Despite the limited minutes, Bogdanovic’s shot stayed true, posting a .391 three-point percentage against Boston. But since the second unit lacked spacing, with Jennings not being an offensive threat, Bogdanovic seemed to be most effective while playing alongside starters.
“It’s a big change for me,” Bogdanovic said following Game 7. “I was really happy to be here to have this experience to play at this big level. It’s tough to talk right now after this tough loss but like I said I had a great opportunity and I think I did a pretty good job.”
Like Porter and Burke, Bogdanovic will be a restricted free agent, but the Wizards have limited cap space and may not prioritize keeping him if he can command a big payday elsewhere.
“I didn’t even think about it because I said to myself the last game, I don’t want to think about money, about teams, about free agency,” Bogdanovic said. “So right now I will start to think maybe about that.”
Develop young players for future rotation roles
Washington will need veteran players to improve its bench, but the team already has intriguing prospects who are familiar with the system.
Two guard Sheldon Mac and big men Daniel Ochefu and Chris McCullough will remain in Washington in preparation for the Las Vegas summer league tournament as well as the Tim Grgurich camp.
Of the three, Mac has a leg up in potentially cracking the rotation, but will have to work for landing another guaranteed contract for the 2017-18 season.
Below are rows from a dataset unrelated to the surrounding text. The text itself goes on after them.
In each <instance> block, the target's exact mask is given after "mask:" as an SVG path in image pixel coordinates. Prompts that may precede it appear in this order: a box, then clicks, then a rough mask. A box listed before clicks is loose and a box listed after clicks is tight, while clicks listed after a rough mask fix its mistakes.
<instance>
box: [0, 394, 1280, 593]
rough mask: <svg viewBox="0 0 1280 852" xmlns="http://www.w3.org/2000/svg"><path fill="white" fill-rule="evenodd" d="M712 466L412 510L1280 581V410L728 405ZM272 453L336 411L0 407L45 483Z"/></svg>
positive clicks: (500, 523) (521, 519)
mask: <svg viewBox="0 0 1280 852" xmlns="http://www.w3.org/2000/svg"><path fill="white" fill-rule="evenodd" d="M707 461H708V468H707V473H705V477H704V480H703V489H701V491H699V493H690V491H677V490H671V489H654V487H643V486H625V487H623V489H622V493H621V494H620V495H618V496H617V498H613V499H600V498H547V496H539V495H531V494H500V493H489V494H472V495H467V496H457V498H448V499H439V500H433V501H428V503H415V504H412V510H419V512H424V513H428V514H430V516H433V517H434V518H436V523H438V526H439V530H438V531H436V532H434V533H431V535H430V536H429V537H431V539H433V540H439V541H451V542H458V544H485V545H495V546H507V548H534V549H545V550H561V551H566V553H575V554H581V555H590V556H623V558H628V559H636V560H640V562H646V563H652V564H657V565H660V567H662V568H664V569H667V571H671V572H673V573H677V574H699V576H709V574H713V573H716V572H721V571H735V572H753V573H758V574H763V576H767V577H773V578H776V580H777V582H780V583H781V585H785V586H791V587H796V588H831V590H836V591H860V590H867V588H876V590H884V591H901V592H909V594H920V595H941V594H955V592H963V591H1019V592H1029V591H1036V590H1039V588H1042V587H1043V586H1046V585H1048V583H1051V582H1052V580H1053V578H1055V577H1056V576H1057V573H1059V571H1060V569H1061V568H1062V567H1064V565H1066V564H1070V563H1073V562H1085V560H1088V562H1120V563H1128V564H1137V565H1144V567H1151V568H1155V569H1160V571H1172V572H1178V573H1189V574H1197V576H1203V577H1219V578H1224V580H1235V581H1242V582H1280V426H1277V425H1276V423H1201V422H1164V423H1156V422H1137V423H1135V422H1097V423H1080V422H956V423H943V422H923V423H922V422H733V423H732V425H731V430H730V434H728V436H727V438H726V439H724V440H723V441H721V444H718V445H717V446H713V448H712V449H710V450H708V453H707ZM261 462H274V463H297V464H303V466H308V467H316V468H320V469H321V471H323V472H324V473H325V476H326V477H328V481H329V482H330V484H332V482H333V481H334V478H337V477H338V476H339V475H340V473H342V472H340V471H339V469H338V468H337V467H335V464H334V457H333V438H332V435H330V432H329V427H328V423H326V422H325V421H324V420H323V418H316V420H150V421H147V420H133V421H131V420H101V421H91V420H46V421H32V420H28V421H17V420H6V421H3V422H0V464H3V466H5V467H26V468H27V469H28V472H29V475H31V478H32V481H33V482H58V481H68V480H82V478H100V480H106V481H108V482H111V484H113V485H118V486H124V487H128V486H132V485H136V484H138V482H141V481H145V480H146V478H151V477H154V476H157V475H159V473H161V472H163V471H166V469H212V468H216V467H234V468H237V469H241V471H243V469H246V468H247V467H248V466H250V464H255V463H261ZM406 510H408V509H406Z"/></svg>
Although Mac has to repeat the same process from last summer when he tried to make the team, he should have a better understanding now on what it takes to be a professional.
In his rookie season, Mac, who changed his name from McClellan after the all-star break, ascended from undrafted status to filling in for an injured Beal in the starting lineup for three games. Mac has shown to be a talent, and he possesses an NBA-ready offensive game, but has to learn that he must show up every day ready to play and practice.
The same can be said for McCullough, the 6-9 forward who came over with Bogdanovic in the Brooklyn deal.
McCullough needs to work on his consistency. As a big man who can shoot from the three and still flash athleticism within the arc, McCullough still did not crack the 20-point threshold throughout his March Development League assignment with the Northern Arizona Suns. Even so, the Wizards are high on McCullough and plan on developing him as if he is the team’s 2017 first-round draft pick; the 22nd overall pick was traded to Brooklyn.